“Als we met Pinksteren in die huisjes zitten, ga ik in ieder geval een stadswandeling doen” riep ik al in februari.
Tot mijn verbazing was ik niet de enige: vijf medewandelaars had ik.
Eén stel ging in plaats daar van liever naar Zwolle.
Zaterdag de 22e fietsten wij al even door Hattem en zochten de VVV op.
Helaas, er was geen gids die ons kon begeleiden; in verband met de coronamaatregelen mochten ze nog niet met groepen op pad.
Daarom kocht ik een folder waarin de stadswandeling stond beschreven en bereidde me aan de hand van de stadsplattegrond een beetje voor.
Och, wat hadden ze een lol van te voren.
“Je moet nog zo’n stadsgids-vlaggetje en zo’n hoedje….”
Ja hoor, ja.
En of er ook een terrasje bij inbegrepen zat?

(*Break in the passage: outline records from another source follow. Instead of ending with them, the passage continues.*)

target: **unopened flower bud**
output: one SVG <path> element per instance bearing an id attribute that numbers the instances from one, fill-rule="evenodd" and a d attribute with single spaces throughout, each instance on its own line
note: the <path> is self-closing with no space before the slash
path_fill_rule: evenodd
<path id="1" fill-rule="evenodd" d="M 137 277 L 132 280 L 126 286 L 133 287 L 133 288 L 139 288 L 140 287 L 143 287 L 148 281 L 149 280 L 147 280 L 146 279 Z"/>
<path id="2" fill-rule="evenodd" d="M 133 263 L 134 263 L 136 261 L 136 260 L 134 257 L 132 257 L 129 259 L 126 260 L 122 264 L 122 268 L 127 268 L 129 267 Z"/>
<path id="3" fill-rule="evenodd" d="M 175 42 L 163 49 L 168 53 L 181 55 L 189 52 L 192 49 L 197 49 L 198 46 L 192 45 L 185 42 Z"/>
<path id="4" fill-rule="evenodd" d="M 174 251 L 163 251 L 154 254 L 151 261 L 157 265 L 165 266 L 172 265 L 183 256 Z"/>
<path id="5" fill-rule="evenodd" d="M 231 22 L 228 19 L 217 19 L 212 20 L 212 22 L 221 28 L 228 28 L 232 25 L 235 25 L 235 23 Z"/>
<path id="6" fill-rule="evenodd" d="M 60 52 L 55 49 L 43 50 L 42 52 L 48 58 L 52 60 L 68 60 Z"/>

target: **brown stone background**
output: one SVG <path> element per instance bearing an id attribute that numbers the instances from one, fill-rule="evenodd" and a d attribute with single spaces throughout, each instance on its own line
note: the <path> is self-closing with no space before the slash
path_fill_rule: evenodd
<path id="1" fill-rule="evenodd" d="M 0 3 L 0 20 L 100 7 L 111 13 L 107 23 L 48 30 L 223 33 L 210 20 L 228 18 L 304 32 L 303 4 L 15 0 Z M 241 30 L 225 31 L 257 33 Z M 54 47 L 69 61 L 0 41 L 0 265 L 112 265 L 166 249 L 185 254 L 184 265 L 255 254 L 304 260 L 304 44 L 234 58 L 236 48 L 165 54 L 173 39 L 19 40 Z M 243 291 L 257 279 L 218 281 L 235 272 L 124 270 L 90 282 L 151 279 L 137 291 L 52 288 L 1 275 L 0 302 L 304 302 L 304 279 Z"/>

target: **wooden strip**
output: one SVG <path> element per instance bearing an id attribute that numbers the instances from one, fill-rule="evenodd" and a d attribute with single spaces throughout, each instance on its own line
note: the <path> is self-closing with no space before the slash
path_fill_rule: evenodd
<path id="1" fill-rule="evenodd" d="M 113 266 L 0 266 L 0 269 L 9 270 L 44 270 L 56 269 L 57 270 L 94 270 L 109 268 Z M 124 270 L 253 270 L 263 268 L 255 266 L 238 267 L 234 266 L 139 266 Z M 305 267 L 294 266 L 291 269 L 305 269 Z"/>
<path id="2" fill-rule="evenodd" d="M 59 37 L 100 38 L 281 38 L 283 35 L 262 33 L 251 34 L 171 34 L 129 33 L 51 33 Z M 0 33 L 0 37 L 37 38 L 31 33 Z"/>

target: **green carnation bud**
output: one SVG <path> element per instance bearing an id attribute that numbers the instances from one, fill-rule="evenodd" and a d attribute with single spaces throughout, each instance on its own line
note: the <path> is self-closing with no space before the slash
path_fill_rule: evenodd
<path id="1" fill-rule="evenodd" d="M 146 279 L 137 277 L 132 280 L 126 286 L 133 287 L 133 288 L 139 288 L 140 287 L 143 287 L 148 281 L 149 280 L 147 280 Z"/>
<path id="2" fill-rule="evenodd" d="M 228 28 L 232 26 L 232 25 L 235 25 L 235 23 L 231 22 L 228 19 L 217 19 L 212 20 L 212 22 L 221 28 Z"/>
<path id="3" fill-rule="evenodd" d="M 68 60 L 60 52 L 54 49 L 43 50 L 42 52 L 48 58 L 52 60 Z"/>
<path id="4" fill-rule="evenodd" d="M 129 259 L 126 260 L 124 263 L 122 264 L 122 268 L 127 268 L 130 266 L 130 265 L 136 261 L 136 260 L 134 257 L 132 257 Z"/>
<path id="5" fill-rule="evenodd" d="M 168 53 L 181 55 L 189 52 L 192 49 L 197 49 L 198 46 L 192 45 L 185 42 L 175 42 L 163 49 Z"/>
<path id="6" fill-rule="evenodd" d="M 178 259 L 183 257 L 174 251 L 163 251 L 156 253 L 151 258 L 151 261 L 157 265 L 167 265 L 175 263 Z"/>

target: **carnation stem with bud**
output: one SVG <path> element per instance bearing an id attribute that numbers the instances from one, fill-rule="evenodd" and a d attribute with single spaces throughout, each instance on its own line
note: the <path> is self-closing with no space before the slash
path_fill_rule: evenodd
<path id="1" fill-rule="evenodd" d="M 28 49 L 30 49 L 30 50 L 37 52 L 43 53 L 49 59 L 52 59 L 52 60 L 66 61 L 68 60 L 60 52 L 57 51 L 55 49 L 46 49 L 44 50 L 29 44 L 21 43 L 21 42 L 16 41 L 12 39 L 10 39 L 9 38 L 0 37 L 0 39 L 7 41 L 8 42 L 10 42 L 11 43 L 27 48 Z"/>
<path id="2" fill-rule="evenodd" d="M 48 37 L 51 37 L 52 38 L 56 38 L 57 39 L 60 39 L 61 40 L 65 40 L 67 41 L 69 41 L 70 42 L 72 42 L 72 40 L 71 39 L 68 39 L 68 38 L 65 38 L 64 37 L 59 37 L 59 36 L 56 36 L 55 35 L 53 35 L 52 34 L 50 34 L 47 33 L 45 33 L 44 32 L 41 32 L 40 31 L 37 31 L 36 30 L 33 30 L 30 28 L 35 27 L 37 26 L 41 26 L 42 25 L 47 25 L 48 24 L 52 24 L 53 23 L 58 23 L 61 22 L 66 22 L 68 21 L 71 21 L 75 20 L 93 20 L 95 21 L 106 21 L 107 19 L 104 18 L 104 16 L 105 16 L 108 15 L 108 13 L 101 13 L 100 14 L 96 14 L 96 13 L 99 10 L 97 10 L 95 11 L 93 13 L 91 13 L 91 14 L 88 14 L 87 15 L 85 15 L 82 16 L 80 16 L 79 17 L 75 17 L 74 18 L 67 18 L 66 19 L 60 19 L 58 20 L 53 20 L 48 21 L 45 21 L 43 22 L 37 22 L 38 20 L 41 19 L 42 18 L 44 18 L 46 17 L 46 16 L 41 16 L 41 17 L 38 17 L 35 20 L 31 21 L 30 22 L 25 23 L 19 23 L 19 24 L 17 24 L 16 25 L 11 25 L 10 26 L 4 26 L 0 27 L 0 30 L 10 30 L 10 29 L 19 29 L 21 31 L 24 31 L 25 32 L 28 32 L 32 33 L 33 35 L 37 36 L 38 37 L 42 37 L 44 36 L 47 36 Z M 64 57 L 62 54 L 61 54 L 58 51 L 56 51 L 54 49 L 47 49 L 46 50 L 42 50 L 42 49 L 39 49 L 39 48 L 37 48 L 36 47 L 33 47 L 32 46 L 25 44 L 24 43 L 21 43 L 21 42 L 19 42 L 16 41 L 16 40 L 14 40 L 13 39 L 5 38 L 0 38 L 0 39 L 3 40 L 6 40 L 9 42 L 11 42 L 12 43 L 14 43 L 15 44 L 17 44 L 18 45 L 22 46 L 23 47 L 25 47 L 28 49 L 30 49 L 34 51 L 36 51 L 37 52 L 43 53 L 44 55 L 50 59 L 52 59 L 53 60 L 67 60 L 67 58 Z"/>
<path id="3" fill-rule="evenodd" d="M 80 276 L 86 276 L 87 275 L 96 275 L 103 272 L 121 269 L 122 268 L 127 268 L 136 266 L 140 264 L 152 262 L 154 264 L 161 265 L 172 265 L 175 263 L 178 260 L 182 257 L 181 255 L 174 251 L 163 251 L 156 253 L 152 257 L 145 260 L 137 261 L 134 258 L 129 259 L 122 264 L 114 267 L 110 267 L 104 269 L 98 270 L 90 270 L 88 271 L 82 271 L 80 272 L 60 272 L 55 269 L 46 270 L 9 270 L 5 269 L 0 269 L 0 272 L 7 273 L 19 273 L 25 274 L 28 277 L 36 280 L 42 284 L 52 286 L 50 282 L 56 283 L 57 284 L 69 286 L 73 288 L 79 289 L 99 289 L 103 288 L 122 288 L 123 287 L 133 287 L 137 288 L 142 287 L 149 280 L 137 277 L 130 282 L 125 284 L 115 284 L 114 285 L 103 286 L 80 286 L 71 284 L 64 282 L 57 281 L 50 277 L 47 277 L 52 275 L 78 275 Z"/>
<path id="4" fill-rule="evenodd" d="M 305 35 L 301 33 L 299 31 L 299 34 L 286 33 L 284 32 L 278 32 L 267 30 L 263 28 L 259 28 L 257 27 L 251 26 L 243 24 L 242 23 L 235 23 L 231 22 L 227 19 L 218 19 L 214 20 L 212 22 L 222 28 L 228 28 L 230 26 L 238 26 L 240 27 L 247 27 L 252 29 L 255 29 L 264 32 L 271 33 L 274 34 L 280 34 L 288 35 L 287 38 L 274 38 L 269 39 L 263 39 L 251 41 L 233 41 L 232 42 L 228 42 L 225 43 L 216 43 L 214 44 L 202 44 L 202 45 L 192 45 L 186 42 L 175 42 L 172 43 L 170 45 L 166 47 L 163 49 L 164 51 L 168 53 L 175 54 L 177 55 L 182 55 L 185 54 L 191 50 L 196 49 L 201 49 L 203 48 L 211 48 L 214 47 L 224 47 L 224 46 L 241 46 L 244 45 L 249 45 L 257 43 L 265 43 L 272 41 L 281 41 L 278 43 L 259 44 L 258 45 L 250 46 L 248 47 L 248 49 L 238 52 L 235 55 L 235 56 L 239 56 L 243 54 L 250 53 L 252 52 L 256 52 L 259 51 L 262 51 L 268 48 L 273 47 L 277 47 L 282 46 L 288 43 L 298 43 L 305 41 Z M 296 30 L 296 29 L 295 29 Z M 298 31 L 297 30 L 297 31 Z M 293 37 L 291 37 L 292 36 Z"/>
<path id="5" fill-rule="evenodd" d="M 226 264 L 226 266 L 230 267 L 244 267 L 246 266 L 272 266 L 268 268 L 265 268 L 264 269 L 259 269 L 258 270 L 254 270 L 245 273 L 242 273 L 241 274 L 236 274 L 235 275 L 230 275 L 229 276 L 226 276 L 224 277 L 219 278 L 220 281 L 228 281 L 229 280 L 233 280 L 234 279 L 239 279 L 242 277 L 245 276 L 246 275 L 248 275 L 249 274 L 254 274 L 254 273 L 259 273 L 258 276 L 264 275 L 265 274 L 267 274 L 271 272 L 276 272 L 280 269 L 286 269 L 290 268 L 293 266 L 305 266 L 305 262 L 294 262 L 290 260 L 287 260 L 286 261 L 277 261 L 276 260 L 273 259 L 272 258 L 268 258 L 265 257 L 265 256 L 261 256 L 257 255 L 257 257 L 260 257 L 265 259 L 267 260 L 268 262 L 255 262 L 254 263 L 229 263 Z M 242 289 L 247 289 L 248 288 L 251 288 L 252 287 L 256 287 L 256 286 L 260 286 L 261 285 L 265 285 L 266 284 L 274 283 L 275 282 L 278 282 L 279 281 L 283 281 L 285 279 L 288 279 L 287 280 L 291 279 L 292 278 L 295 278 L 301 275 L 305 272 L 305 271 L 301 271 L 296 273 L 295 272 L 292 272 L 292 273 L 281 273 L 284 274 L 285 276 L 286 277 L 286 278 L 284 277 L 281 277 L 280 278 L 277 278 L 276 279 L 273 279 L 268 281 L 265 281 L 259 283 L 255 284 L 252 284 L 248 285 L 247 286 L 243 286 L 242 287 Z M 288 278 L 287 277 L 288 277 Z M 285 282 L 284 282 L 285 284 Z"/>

Tuurlijk, dat mag ja weer!

Zondag de 23e mei, op 1e Pinksterdag, liepen we met z’n zessen door Hattem.
Het stadje was maar een klein onderdeel van het Hanzeverbond als je het vergelijkt met bijvoorbeeld Zwolle en Zutphen: Hattem genoot wel de handelsprivileges, maar mocht op de vergaderingen niet meebeslissen en moest zich via een andere stad laten vertegenwoordigen.
We liepen door een middeleeuws stratenpatroon, langs een bewaard gebleven stadspoort en bewandelden een deel van de stadsmuur.
Verder plukten we wat verse koriander uit een pluk-kruidentuin achter de pastorie, ontdekten restanten van het kasteel van de hertogen van Gelre en kwamen langs twee bewaard gebleven oude pakhuizen.

Hattem is beslist de moeite waard.
Man, wat had ik het druk met het foldertje en de bijgeleverde teksten.
Op de route letten, informatie delen…. ik vergat foto’s te maken, maar dat deden de anderen gelukkig al.
Ook het zoeken naar een terras kon ik met een gerust hart aan mijn gezinsleden overlaten, die vinden wel wat.

Eerlijk gezegd: als ik alleen met Gerard zo’n wandeling door de geschiedenis maak sta ik wat langer stil bij de verschillende items.
Loop nog eens een steegje in, zoek wat dingen op, maar daar kwam het nu niet echt van.
Helemaal niet erg: de hoofdlijnen hebben we gezien.

Eerlijk gezegd: het bleef niet bij één terrasje…..
We streken neer op het terras van ‘Het Spookhuis’, het enige nog overgebleven deel van het kasteel.
Het is nog een stukje ‘voorburcht’ met voornoemde bijnaam dat nu dienst doet als restaurant, waar we met de wandelgroep van koffie&thee&gebak genoten.
Toen zochten ‘zij’ hun auto op en ‘wij’ gingen op weg naar onze fietsen.
Onderweg daarnaar toe ontwaarde ik op een terras op de Markt de schoonzoon van het stel dat naar Zwolle was gegaan en niet meewandelde.
“Hééé…. niet in Zwolle?”
“Al terug! Kom er bij!”
Het eindigde met wijn en bitterballen.
Dan maal je toch niet om een oud pakhuis meer of minder?